In 1866, Gavriil Petrovich Grachev established a silversmith shop in St. Petersburg. His eight sons took over the business in 1873 and renamed it Grachev Brothers. The firm soon became famous for its fine jewellery and objets d'art. By 1897, the company employed 66 craftsmen. The 20th century saw continued success. In the 21st century, Grachev Brothers returns with a new collection inspired by the liveliness and spirit that it had when it first began in that St. Petersburg workshop.
1866 Gavriil Petrovich Grachev, a talented artist and visionary, establishes a silversmith shop in St. Petersburg and soon makes the house the most elevated among the Russian jewelers of his time.
1873 Gavriil’s eight sons Mikhail, Alexei, Grigorii, Simeon, Nikolai, Gavriil, Petr, and Ivan inherit the family business and begin using the name Grachev Brothers.
1886 Its reputation having spread internationally, Grachev Brothers is awarded a royal warrant of appointment to King Christian IX of Denmark.
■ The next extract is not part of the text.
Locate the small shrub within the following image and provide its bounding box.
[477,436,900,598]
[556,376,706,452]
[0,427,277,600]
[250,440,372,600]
1888 The firm is awarded a gold medal with a ribbon of St. Stanislav at the Nordic Exhibition of Industry, Agriculture, and Art in Copenhagen.
1892 The company becomes a purveyor to the Russian Imperial Court and is granted the Imperial Warrant.
1893 Grachev Brothers creations receive awards at the World's Columbian Exposition in Chicago.
1896 Grachev Brothers is awarded the Grand Prize State Emblem at the Pan-Russian Exhibition of Industry and the Arts in Nizhny Novgorod.
20th Century The Russian Imperial Court reaffirms the Imperial Warrant naming Grachev Brothers an official supplier to the Imperial Court.
21st Century Grachev Brothers creations can be found in the personal collections of such notables as Marjorie Merriweather Post and Queen Elizabeth II. Other items are on public display at galleries and museums including The Museum Collection in Moscow, The Chitra Collection in London, and The Royal Collection in London.